The table above shows the results of my research. Of the 51 websites I looked at, 31 offered some type of online joining, with 21 of these offering full online joining. This means that less than half of all TUC affiliated unions are offering full online joining.
A lot of the unions who don’t have this facility in the list are small with limited resources, such as staff unions. Without the knowledge and resources, setting up a full online joining system can be difficult.
However, this hasn’t stopped the Nationwide Group Staff Union (NGSU) or Unity, who have 13,000 and 5,000 members respectively. The bigger surprise is that there are still a number of larger unions that don’t offer full online joining yet, unions like PCS, the CWU and USDAW.
Setting up online joining can be problematic. Often union rules need to be changed to allow paperless signatures or a change in procedures such as branch officials being required to sign off the new application.
Also, a number of technical barriers need to be overcome, such as security or how to link the website with the membership system. If your union is looking to set up online joining, below is a brief summary of the process:
- Make sure your membership system is signed off to be a paperless originator of direct debits - know as AUDISS. This can take a while, so get this process started first.
- Check the union rules to ensure that there are no problems with online joining. If there are, request a change to the rules as soon as possible.

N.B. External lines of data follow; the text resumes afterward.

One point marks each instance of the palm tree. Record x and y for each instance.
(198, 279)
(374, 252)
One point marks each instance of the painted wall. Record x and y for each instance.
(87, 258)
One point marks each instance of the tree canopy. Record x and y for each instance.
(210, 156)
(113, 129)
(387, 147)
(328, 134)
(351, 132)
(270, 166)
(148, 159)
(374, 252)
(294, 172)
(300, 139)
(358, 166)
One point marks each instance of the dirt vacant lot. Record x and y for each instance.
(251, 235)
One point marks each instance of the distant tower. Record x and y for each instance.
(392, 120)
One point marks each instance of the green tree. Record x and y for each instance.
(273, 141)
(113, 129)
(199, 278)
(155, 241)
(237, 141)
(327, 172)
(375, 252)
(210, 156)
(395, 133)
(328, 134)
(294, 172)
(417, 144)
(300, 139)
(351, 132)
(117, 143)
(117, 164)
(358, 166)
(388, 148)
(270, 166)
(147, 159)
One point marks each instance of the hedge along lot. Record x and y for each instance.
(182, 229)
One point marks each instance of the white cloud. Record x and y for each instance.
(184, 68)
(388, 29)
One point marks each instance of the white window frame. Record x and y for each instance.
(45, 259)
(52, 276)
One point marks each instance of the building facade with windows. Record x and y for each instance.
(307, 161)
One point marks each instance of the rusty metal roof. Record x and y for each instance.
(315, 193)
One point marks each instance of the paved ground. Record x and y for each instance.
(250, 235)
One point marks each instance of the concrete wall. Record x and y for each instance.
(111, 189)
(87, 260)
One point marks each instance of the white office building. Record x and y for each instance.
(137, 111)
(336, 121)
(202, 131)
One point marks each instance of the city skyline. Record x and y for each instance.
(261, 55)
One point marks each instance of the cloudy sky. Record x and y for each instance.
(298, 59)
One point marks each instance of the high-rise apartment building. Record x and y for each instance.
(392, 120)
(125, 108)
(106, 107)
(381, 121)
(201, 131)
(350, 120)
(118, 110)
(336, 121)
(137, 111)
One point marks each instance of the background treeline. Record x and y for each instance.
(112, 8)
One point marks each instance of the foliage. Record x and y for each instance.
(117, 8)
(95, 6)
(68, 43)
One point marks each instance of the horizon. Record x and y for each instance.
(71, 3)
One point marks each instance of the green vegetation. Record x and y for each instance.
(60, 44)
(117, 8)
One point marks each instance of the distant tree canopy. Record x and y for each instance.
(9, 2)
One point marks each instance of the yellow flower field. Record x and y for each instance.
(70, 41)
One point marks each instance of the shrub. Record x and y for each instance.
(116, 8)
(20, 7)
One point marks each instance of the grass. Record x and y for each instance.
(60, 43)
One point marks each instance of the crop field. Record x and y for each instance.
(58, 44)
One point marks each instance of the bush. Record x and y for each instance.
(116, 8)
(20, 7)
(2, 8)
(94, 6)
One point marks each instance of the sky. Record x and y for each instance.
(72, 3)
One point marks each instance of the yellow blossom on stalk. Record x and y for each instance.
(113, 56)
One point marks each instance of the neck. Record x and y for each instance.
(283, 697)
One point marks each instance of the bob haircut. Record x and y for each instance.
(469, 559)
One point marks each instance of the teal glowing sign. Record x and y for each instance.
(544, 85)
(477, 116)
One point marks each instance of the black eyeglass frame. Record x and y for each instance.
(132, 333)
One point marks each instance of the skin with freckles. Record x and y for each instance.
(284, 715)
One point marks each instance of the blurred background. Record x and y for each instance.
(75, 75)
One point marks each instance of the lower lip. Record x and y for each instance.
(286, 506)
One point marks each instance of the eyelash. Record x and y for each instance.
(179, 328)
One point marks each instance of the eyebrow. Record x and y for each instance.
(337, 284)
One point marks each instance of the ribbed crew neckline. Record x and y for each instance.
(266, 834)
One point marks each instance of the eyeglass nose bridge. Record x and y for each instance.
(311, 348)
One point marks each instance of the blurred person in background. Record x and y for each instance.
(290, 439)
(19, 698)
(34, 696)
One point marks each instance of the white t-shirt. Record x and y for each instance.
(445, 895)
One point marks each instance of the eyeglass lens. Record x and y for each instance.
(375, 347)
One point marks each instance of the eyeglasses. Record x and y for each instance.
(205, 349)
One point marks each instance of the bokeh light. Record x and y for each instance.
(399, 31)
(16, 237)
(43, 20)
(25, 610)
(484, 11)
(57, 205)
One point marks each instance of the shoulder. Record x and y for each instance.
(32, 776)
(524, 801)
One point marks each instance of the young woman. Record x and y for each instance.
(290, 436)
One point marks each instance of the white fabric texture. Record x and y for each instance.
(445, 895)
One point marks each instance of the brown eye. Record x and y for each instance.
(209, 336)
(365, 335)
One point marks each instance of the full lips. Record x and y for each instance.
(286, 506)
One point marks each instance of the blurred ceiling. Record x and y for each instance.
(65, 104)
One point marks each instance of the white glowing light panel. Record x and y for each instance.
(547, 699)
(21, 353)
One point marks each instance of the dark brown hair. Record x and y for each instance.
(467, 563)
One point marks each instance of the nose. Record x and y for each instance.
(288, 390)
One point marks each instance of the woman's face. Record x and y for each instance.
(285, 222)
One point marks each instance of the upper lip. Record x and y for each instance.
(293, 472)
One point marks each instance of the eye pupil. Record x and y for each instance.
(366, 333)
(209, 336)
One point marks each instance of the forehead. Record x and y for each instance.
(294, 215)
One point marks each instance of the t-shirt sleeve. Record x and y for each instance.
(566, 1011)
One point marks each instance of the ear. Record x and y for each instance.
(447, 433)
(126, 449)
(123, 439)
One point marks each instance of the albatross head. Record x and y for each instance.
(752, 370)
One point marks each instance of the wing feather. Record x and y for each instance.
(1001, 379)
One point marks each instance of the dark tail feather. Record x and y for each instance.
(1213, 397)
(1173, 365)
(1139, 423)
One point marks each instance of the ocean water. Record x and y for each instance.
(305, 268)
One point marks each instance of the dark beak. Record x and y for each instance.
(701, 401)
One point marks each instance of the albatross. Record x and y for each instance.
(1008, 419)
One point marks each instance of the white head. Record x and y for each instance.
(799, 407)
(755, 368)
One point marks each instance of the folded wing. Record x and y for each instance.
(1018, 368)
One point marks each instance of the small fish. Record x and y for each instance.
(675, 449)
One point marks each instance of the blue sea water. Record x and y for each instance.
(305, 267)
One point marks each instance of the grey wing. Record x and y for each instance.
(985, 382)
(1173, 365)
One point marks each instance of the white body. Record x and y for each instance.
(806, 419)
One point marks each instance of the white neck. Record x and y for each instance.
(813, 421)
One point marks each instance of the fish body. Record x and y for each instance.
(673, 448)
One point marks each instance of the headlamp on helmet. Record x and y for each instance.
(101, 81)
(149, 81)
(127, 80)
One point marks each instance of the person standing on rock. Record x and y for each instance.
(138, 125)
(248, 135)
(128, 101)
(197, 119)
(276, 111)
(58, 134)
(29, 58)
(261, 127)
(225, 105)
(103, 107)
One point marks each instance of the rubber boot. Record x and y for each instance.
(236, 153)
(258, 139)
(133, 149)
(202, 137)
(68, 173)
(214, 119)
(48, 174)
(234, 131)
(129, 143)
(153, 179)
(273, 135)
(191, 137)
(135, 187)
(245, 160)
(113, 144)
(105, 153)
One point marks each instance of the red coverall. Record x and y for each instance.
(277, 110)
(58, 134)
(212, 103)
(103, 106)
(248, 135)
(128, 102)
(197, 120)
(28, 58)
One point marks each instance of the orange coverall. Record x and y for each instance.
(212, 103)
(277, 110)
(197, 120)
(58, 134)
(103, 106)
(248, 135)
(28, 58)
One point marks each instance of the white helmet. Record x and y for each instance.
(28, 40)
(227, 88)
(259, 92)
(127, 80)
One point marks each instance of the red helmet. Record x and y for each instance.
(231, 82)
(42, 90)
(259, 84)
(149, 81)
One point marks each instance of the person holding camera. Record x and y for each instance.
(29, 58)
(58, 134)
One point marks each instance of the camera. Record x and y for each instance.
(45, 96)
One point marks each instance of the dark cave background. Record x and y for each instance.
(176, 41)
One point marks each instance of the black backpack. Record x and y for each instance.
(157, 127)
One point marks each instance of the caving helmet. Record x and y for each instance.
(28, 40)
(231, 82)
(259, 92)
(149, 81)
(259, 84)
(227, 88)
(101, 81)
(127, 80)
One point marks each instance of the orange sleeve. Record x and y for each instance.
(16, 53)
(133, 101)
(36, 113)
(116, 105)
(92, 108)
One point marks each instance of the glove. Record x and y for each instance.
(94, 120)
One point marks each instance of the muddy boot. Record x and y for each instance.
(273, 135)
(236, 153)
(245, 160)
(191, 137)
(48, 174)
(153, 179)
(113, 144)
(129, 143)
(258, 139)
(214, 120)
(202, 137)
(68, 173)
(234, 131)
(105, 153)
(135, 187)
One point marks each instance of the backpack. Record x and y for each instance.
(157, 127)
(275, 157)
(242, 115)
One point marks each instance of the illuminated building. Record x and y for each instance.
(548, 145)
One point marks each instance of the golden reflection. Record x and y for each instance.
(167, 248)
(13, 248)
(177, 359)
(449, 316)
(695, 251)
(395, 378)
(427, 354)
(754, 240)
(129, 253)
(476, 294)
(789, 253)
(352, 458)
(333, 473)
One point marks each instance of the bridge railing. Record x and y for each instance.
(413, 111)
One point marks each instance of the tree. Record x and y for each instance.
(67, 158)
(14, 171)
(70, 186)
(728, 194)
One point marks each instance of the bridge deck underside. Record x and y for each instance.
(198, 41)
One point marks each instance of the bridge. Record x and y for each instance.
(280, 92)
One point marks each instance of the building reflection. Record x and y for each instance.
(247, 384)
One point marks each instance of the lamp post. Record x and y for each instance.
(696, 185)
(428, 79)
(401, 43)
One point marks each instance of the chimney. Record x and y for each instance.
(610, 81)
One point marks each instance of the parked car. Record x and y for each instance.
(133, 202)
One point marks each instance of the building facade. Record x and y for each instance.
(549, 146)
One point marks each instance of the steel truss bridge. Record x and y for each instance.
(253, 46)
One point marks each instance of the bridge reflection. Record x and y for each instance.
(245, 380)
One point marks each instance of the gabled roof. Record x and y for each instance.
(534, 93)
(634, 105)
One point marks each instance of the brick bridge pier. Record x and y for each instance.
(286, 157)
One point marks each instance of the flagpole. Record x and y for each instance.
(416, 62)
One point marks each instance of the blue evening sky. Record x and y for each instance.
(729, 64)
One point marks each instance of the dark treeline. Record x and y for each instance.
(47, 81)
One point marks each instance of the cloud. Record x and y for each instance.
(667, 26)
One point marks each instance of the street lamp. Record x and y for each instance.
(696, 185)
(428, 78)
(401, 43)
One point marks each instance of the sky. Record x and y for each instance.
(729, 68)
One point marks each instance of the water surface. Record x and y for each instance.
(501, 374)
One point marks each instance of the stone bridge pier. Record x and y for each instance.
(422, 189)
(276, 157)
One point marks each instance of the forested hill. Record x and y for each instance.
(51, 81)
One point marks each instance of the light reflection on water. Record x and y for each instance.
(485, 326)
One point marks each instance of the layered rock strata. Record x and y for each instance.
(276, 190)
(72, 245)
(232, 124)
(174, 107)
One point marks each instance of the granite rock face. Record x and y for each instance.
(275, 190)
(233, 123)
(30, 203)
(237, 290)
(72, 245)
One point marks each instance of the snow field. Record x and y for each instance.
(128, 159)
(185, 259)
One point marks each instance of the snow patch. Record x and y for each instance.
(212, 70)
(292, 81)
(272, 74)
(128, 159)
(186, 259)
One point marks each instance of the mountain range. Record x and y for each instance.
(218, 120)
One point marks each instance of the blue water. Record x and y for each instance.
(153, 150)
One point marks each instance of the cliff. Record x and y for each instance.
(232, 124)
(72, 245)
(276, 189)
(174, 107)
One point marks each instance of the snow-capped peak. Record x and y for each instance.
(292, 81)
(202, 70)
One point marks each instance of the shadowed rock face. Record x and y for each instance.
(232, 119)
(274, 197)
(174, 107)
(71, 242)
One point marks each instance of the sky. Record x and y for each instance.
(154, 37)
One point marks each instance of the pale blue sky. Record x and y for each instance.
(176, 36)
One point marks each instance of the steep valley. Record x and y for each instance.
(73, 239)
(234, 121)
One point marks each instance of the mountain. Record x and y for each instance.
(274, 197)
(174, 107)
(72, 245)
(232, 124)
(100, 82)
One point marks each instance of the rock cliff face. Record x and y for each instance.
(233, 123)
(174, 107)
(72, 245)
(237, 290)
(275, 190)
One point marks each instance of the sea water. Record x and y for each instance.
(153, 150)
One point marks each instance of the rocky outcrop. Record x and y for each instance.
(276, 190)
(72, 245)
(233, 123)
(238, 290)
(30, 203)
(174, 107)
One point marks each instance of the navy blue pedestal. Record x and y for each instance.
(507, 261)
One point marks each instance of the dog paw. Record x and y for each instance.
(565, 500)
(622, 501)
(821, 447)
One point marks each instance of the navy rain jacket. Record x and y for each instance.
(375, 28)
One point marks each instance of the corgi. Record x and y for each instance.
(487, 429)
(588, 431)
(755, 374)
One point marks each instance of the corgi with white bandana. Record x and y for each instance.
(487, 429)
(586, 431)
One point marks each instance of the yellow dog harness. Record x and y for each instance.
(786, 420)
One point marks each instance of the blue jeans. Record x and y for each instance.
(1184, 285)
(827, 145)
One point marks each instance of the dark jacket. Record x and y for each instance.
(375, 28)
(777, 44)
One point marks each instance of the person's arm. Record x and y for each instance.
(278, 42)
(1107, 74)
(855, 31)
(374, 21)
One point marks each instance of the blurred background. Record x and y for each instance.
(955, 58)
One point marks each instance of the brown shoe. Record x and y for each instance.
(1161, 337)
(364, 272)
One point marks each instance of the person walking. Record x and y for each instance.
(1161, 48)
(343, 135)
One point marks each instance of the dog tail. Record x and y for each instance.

- Look at how the data will be transferred between the website and the membership system. Even in the worst case scenario where the membership database has limitations and can’t import the data directly, direct debit applications (not credit card!) can still be encrypted and then sent over for manual inputting.
- If the union takes other forms of payment, such as credit card or ‘check off’, build this into the process as well. Credit card payments should be compliant with the PCI SSC standards.
- Plan the security requirements. Make sure the website has a security certificate for the encrypted pages and be very careful to make sure that the way the data is transferred from the website to the membership team is secure. No financial data should be stored on the website.
- Create the draft version of the web pages as soon as possible and get them sent to BACS for approval. Try to get the pages right first time, or they will need to be submitted again.
- Carry out comprehensive user testing before going live. Make sure it works on all the main browsers and monitor is closely when it goes live.
John Smith has these tips following the TSSA’s experience with online joining:
“Don’t underestimate the time it will take to get approval from BACS for the telephone sign up scripts and web site pages”
“Go through the Direct Debit Rules and Regulations carefully and make sure all the text on your join on line pages are compliant”
“We had problems arranging the SSL security with VeriSign because they seemed to struggle with the fact that as a trade union we weren’t registered at companies house” (Note, your website hosting company might be able to provide you this without the red tape and for a cheaper price)
“Every time the Gen Sec asks you when members will be able to join on line, add a couple of months”
“Some unions will have had design consultants in to help them, and their join on line pages should have benefited from this advice. Try and join a few unions and copy what you like about their pages”
“Go live quietly without too much fan fare so you can sort out any glitches that may occur just after you go live.”
If your union does already have an online joining system, take time to make sure it is secure and works with modern browsers. I came across more than one case where there were problems with the online encryption and a few online joining pages only worked properly on certain browsers.